J.M. answers from San Francisco on June 26, 2008
We have a backyard pool so my 5 year old has been in the water for five years. This is the first year that she can actually "swim." She is still not allowed in the deep end without her life jacket and a grown up. My husband is in the pool every day after dinner with the kids. We are not overprotective of our kids. With pools it's different. It only takes a moment for danger.
Can parents teach their own kids to swim? Definitely.
Can small kids learn to really swim in a couple of trips to a pool over the summer? It's unlikely.
Next summer, both of my kids will be in swim lessons even though we have a pool. Our public pool here offers swim lessons in two week sessions all summer long. I anticipate participating all summer.
You asked if it was "realistic." Your two year old and six year old are at really different levels, in terms of water safety. You will not be able to turn your back on the younger one for a moment. Will you be able to work with the other two while the younger one is there? My kids are 3.5 and 5.5 and I can definitely see that we could do that. But both of my kids can reach the bottom of the pool and ALWAYS listen when it comes to pool safety. This is the first year we feel confident having both kids and only one adult in the pool.
K.C. answers from Sacramento on June 26, 2008
I have taught swim lessons at a year-round pool. When they are as young as your kids and you can get them to listen to you in the pool, I think it is reasonable. If they are begining swimmers you can teach basic water entries, putting eyes in , teaching how to blow bubbles, scooping hands, kicking, back floating, just getting comfy in the water. Some parents can't get their kids to listen to them and end up taking them to lessons because some kids do better with teachers who are not their parents...but this is not true all the time.
Also try teaching them individually if they are at different skill levels. When they get a little more advanced, like learning butterfly and breaststoke then you might want to take them to lessons if you are not as proficient in these strokes.
L.B. answers from Chico on June 26, 2008
Growing up, my Mom insisted all three of her kids learn how to swim. Mama's logic was, "Since I don't know how to swim, I knew I couldn't save you if you fell in the water."

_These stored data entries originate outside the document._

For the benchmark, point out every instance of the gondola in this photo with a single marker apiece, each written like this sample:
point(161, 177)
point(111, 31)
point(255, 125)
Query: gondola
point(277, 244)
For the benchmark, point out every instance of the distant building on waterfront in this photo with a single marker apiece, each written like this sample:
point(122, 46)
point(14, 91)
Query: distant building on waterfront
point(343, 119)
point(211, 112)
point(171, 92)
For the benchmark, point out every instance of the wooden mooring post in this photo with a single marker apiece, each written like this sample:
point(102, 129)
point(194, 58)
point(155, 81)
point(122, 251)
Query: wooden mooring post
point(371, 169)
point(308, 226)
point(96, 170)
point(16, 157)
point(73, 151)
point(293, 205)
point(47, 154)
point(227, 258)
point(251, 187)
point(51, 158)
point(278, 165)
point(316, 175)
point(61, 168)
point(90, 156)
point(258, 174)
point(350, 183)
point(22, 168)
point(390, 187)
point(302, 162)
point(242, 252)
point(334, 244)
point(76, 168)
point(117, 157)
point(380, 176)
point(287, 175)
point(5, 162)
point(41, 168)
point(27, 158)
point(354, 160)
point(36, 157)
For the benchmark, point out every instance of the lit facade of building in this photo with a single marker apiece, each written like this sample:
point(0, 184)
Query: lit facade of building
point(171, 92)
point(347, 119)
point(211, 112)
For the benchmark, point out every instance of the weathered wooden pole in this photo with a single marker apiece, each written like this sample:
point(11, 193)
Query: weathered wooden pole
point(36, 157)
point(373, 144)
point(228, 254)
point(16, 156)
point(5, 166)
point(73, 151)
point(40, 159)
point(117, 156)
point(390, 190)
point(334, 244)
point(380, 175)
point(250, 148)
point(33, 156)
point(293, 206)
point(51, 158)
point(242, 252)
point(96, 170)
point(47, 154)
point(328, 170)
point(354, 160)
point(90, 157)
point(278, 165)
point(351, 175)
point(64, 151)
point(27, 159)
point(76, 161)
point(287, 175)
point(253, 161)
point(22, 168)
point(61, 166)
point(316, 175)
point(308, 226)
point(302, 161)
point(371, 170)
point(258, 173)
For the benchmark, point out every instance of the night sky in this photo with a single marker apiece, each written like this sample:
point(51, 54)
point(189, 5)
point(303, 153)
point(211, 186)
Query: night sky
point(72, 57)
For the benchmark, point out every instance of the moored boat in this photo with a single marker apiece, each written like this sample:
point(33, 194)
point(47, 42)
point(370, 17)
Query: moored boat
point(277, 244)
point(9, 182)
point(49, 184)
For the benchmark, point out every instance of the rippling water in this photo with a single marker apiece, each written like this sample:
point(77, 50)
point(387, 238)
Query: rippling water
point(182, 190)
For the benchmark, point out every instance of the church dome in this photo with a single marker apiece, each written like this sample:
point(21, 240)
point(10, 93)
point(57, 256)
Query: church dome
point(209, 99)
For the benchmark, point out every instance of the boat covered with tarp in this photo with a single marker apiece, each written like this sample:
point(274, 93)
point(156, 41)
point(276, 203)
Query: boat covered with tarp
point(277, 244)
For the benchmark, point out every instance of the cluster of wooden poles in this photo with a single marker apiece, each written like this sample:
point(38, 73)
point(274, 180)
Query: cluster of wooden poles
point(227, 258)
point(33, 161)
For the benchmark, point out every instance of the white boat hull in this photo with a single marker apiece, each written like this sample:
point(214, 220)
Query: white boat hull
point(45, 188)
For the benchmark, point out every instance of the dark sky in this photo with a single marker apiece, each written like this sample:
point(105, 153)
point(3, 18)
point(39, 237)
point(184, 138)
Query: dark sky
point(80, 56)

I am not sure of the method used to teach my brother. I think it was Boy Scouts though. I was put into lessons. I taught my sister (10 years younger). Any method you choose to teach your kids water safety and to learn to swim will be the correct one. It is a must they learn.
You are in my prayers,
S.M. answers from San Francisco on August 12, 2008
Our daughter didn't learn a whole lot w/ group lessons, so we sprang for the private lessons. She did great. She's not the strongest swimmer, but she can swim.
One thing that's fun to do once the kids are used to the water is to throw quarters into the pool and they get to keep the quarters they can bring to the surface.